What is Israeli cuisine? What is its history? How did it evolve? What is its future? Those are some of the questions asked in the illuminating doc In Search of Israel Cuisine, directed by Roger Sherman. Michael Solomonov, chef and co-owner of the restaurant Zahav in Philadelphia, serves as the film's a narrator and guide through Israel. Part of what makes this doc so intriguing is that the answers to the question "What is Israeli cuisine?" has so many different answers. One expert says that it's an amalgam of many different cuisines. Another expert calls it "a very precocious baby cuisine." Farmers, food journalists, vintners, a cheese-maker and a wide variety of chefs in Israel provide a lot of insight. You also get to see first-hand how some of the chefs prepare their innovative Israeli cuisine dishes using locally-sourced ingredients such as olive oil, chick peas, and sumac. By not spending too much time at each location before moving onto the next and not bombarding the audience with many talking heads, Sherman avoids making the doc feel dry, academic and tedious. Each location that Solomonov visits manages to be a lively feast for the eyes, mind and soul. The fact that In Search of Israeli Cuisine combines a wide breadth of insight in an ideal running time of 94 minutes is a testament to Sherman and editor Pamela Scott Arnold's discipline and skill. Don't be surprised if you'll find yourself to yearning to try some bourekas or any of the other mouth-watering Israeli food featured in the film. Menemsha Films opens In Search of Israeli Cuisine at Angelika Film Center and Lincoln Plaza Cinemas.
I, Olga Hepnarova
Olga Hepnarova (Michalina Olszanska), a young, mentally unstable woman, comes from a dysfunctional home where her mother (Klara Meliskova) and father (Vickor Vrabek) ignore her emotional needs. During her teenage years, she overdoses and ends up at a mental hospital. She suffers from bullying and has repressed homosexuality which she eventually explores, but her mental state gradually deteriorates and her pent-up anger toward others comes to a boil before she commits a heinous crime.

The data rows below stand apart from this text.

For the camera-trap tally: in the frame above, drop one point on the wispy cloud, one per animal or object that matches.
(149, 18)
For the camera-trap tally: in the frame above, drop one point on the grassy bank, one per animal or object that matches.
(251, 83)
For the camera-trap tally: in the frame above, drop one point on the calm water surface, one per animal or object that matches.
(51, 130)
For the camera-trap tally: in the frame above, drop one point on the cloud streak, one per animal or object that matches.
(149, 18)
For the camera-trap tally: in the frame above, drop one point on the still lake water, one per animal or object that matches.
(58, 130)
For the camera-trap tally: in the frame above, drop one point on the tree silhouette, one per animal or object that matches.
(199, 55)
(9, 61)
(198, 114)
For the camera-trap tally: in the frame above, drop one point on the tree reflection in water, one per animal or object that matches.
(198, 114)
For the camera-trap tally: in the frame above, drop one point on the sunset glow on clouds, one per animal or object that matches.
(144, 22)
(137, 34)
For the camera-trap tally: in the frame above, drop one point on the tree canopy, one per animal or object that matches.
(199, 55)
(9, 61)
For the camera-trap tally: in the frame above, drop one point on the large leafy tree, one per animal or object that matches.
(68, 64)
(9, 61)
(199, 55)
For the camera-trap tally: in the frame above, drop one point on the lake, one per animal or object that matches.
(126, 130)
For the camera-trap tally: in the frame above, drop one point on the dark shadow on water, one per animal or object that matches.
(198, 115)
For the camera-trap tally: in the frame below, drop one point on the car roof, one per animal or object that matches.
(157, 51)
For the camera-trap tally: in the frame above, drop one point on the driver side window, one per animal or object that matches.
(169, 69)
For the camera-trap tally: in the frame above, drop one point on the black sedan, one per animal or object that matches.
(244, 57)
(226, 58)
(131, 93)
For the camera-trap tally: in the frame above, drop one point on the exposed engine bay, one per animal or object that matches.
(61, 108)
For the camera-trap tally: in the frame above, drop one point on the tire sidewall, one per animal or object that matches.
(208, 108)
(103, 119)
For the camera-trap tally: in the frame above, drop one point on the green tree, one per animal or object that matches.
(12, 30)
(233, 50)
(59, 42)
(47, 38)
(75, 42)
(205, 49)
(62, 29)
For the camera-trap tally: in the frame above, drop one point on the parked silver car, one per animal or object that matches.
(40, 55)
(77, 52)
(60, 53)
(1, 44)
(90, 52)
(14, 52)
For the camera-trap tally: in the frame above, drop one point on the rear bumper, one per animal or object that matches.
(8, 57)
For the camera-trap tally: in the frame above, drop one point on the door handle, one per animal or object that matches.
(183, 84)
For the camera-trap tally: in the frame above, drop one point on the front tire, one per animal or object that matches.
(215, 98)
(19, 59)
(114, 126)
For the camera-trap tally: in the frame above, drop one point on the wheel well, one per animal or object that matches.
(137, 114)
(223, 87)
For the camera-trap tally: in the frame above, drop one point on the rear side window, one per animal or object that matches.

Unfortunately, the screenplay co-writers/directors Peter Kazda and Tomás Weinreb feels too pedestrian and shallow because it fails to provide a window into Olga's mind and soul. The use of black-and-white cinematography compliments the somber tone, but it doesn't add any much-needed depth. Too much of the film suffers from lethargy. It's very fortunate that Michalina Olszanska gives a convincingly moving performance because she's the film's saving grace who keeps you engaged because she finds the emotional truth of her role. The final 10 minutes when Olga commits her crime are gripping, but in a gentle, understated way.
By the time the film ends, you never feel like you have truly gotten to know Olga as a human beinmg enough to make her a memorable or fully fleshed out character---flawed characters, after all, are almost always more interesting than flawless characters, so the potential is there, but the screenwriters squander it. It's too bad that Michalina Olszanska's solid performance is undermined by a dull, underwhelming screenplay.